Комната убрана причудливо. На стенах — рога оленей, шкурки белок и соболей, на полу — белая и темнобурая медвежьи шкуры. Посреди комнаты — ложе, где на перьевых подушках полулежит старец. Глаза его голубые, длинная борода — светло-рыжая. Возле ложа молоденькая женщина, такая же голубоглазая, как старик. Продолговато-овальное светло-белое лицо ее похоже на лица северных невольниц, привозимых на хорезмские базары… Она сидела и считала на «индийских счетах», что-то записывала в тетрадь. При виде вошедших быстро сложила бумаги и счеты и легким шагом удалилась.
Старик просит поближе подвинуть к его ложу столик. Он долго беседует на своем языке с Масихи, а потом, подозвав к себе юношу, говорит с ним на тюркском. Он проверяет его познания в торговых делах, ценах, расчетах и пересчетах.
Абу Райхан остается в доме торговца.
Потом пришла страшная ночь.
Абу Райхан допоздна засиделся тогда в отведенной ему маленькой комнате, читал. Только загасил свечу, чтоб лечь спать, вдруг кто-то громко стучит в дверь. Раздается громкий женский плач. Абу Райхан выскакивает и видит голубоглазую Райхану (так звал он ее по-своему) с мерцающей свечой в руке. А из уст ее — стон, смешанный с ужасом: «Отец! Мой дорогой отец!» Она опускается на пол, ставит возле себя свечу: заплаканное, искаженное страхом и горем лицо прячет в ладони. Абу Райхан, прыгая через ступеньки, мчится наверх. Вот она, та комната. Старец рыжебородый лежит на груде шелковых одеял, в его открытых голубых глазах потухла жизнь, они застекленели, челюсть отвисла…

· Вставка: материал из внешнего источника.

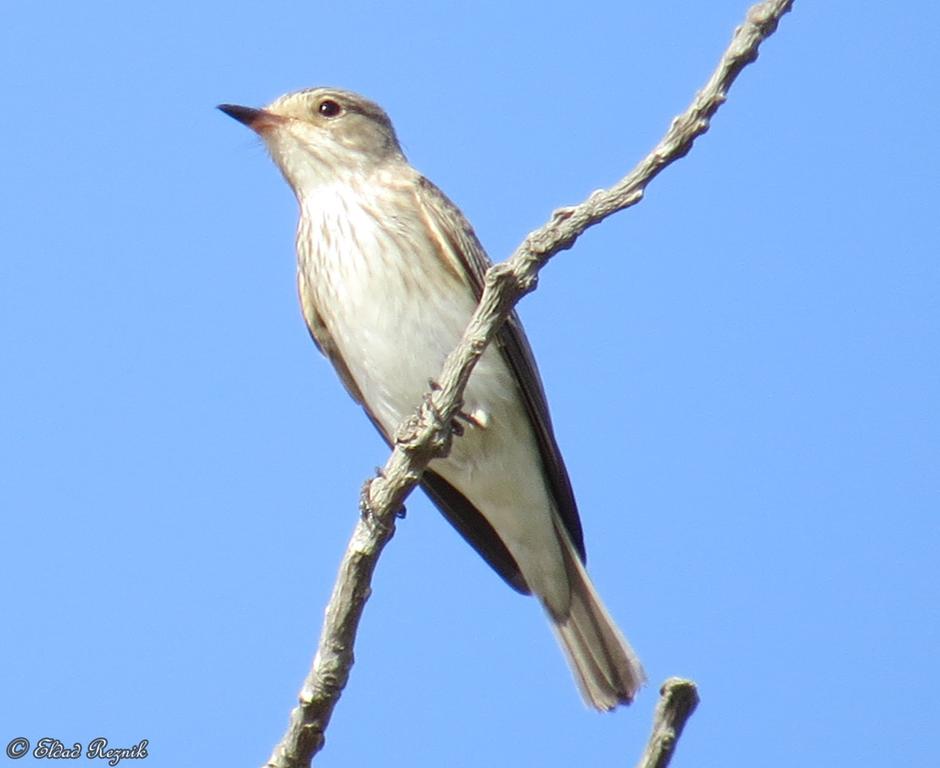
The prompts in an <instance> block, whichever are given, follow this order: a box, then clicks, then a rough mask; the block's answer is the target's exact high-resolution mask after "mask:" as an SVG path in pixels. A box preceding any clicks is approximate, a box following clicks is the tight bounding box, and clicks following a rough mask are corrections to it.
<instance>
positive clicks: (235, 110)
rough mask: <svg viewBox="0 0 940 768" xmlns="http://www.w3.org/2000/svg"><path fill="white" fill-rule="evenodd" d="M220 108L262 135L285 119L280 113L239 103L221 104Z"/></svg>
mask: <svg viewBox="0 0 940 768" xmlns="http://www.w3.org/2000/svg"><path fill="white" fill-rule="evenodd" d="M219 109H220V110H222V111H223V112H224V113H225V114H226V115H228V116H229V117H232V118H234V119H236V120H238V122H240V123H241V124H242V125H247V126H248V127H249V128H251V130H253V131H254V132H255V133H258V134H261V135H262V136H263V135H264V134H265V132H266V131H267V130H269V129H271V128H273V127H274V126H276V125H278V124H279V123H281V122H282V121H283V119H284V118H282V117H281V116H280V115H275V114H274V113H273V112H268V111H267V110H264V109H254V108H253V107H240V106H239V105H238V104H219Z"/></svg>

После свершения похоронных обрядов — тяжелое зрелище, но Абу Райхану было интересно видеть обряды чужой веры — просторный дом торговца погрузился в мрачную молчаливость… Он, Абу Райхан, снова сидит в своей комнатке за чтением и снова слышит какой-то грохот. Вздрагивает, прислушивается. Шум доносится сверху, и кажется, из покоев дочери (Райхана живет как раз над Абу Райханом). Он опять бежит вверх, перепрыгивая через ступеньки. Видит: у дверей в комнату Рай-ханы стоят двое — приказчик умершего торговца, близкий помощник его при жизни, а с ним рядом похожий на круглый пень горбатый человек.